Hal ini semisal banyak perkara yang menjadikan Allah murka dan marah akan tetapi itu semua tidak memberi kemudorotan kepada Allah.
Demikian pula sabda Nabi shallallahu ‘alaihi wasallam bahwasanya Allah Subhanahu wa ta’ala berfirman,
كَذَّبَنِي ابْنُ آدَمَ وَلَمْ يَكُنْ لَهُ ذَلِكَ، وَشَتَمَنِي، وَلَمْ يَكُنْ لَهُ ذَلِكَ، فَأَمَّا تَكْذِيبُهُ إِيَّايَ فَزَعَمَ أَنِّي لاَ أَقْدِرُ أَنْ أُعِيدَهُ كَمَا كَانَ، وَأَمَّا شَتْمُهُ إِيَّايَ، فَقَوْلُهُ لِي وَلَدٌ، فَسُبْحَانِي أَنْ أَتَّخِذَ صَاحِبَةً أَوْ وَلَدًا
“Sebagian keturunan Adam telah mengatakan kebohongan tentang Aku padahal mereka sama sekali tidak berhak melakukan demikian. Dan mereka mencelaku, padahal mereka tidak punya hak untuk mencelaku. Kebohongan yang mereka perbuat tentang-Ku adalah mereka menganggap Aku tidak mampu menciptakan kembali sebagaimana dulu telah ciptakan. Adapun celaannya kepada-Ku, yaitu mereka mengatakan bahwa Aku mempunyai anak. Maha Suci Aku, Aku sama sekali tidak mengambil istri dan tidak mempunyai anak.”([11])

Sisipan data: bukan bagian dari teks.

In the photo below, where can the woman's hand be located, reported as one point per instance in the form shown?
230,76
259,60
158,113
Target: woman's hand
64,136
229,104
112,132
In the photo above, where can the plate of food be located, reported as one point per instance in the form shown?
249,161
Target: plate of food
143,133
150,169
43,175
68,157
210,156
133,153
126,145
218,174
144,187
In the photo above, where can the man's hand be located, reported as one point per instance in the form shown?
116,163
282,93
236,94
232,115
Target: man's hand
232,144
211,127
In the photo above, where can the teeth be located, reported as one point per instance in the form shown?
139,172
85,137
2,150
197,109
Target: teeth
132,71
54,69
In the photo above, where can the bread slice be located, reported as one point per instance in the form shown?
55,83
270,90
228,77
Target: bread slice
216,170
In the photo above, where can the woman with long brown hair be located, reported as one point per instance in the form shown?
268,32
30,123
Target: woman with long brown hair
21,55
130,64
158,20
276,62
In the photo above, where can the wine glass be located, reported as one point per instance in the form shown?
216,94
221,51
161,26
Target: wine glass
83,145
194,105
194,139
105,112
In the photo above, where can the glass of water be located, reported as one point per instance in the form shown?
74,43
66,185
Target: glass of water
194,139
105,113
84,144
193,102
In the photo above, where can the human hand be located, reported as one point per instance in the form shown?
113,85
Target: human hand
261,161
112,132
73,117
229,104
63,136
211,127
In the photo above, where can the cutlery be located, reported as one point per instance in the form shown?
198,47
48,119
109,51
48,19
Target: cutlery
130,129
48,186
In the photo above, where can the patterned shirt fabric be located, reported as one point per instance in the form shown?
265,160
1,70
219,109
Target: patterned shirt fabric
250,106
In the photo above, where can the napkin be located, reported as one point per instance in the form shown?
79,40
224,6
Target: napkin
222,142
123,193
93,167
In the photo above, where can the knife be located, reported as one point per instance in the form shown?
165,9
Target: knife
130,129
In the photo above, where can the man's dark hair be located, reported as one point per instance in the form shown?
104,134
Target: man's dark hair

Jadi, ketika ada lafal-lafal dalam Al-Quran yang menyebutkan tentang gangguan terhadap Allah, maka jangan pernah terlintas dalam benak kita bahwasanya Allah mendapat kemudharatan karena Allah tidak mungkin mendapat kemudharatan, akan tetapi sebutan gangguan tersebut menandakan bahwa Allah tidak menyukai hal tersebut dan Allah marah disebabkan gangguan tersebut. Berbeda dengan manusia, gangguan yang diterima oleh manusia seringnya menghasilkan kemudharatan.
Kembali kepada judul bab, barangsiapa yang mencela masa maka dia telah mengganggu Allah. Mengapa demikian? Karena masa (waktu) tidak bisa berbuat apa-apa. Masa (waktu) diciptakan oleh Allah tanpa memiliki iradah (kehendak), tidak punya kekuatan, dan bahkan tidak punya apa-apa. Masa diciptakan oleh Allah sebagai suatu zaman tempat bergulirnya berbagai macam kejadian. Maka tatkala seorang anak cucu Adam mencaci-maki masa (waktu) sementara masa tidak punya sebab apa-apa, maka seakan-akan dia telah mengganggu Allah, Dzat yang mengatur zaman tersebut. ([12]) Oleh karena itu, Imam Syafi’i memiliki perkataan yang indah, ([13]) beliau mengatakan,
نَعِيْبُ الزَمَانَ وَالْعَيْبُ فِيْنَا وَمَا لِزَمَانِنَا عِيْبٌ سِوَانَا
“Kita mencela waktu sedangkan yang tercela adalah kita, tidak ada aib bagi zaman selain diri kita.”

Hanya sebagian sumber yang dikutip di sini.